Re: As (55mil) in, LAA (154mil) and TEX (120mil) OUT!
posted at 10/7/2012 6:39 AM EDT
In response to notin's comment:
An MLB salary cap would create far less parity than fans imagine. MLB already is the onlyl sport where every team wins between 40-60% of their games, and crowns new champions more frequently than all the others. What do fans want?
The Yankees have won about 25% of the WS in history...I don't see how that's parity.

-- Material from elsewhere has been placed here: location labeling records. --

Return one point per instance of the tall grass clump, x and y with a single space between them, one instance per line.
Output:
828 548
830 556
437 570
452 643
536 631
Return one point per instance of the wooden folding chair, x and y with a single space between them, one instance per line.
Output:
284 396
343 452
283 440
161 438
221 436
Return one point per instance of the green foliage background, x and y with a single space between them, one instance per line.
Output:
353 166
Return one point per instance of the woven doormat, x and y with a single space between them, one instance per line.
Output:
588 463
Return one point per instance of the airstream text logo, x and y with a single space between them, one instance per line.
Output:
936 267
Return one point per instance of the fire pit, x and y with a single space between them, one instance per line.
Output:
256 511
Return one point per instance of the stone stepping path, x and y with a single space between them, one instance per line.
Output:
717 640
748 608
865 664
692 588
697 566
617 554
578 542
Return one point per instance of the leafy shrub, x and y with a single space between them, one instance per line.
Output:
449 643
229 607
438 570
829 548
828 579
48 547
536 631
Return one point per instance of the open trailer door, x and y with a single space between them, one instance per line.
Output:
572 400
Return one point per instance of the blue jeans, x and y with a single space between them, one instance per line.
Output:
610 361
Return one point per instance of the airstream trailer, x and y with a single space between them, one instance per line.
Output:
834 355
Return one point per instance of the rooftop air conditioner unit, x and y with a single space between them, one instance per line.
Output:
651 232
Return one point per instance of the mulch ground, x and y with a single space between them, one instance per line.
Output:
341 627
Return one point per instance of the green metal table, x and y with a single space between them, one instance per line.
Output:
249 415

Since the strike in 2004, when salaries really started exploding, you've got the Yankees for 5, Boston for 2, St Louis 2, Marlins 2 (both bought), and a mix of high budget teams throughout. The only real exceptions are the Giants, who won on a rare depth of quality, home-grown pitching (and carrying Zito's deal), and AZ winning once against long odds. Other than that; Bos, Phi, St L, LAA, CWS. That's not parity, those are teams that spend, spend, spend. Maybe a case could be made fot STL, their towards the upper middle of the pack, but have shown a willingness to spend when needed, and have grown good pitching as well. NOT signing Pujols will end up being their best move though.
The division is getting larger, it's going to be getting like football of the 80s where only 2 or 3 teams can really be expected to win unless someone catches lightning in a bottle for a season.

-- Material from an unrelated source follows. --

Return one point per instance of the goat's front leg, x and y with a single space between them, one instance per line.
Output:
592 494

In the NFL, 14 teams have only 1 or 0 SB appearances, which seems to totally lack parity. But when you look closer, of the 10 teams with only 1 SB appearance, 9 have occured since 1994, with only the Jets being since the 60s (haha). CLE, DET, JAX, HOU haven't made it, for those that wonder. The NFL is going in the correct direction, MLB is going the other way.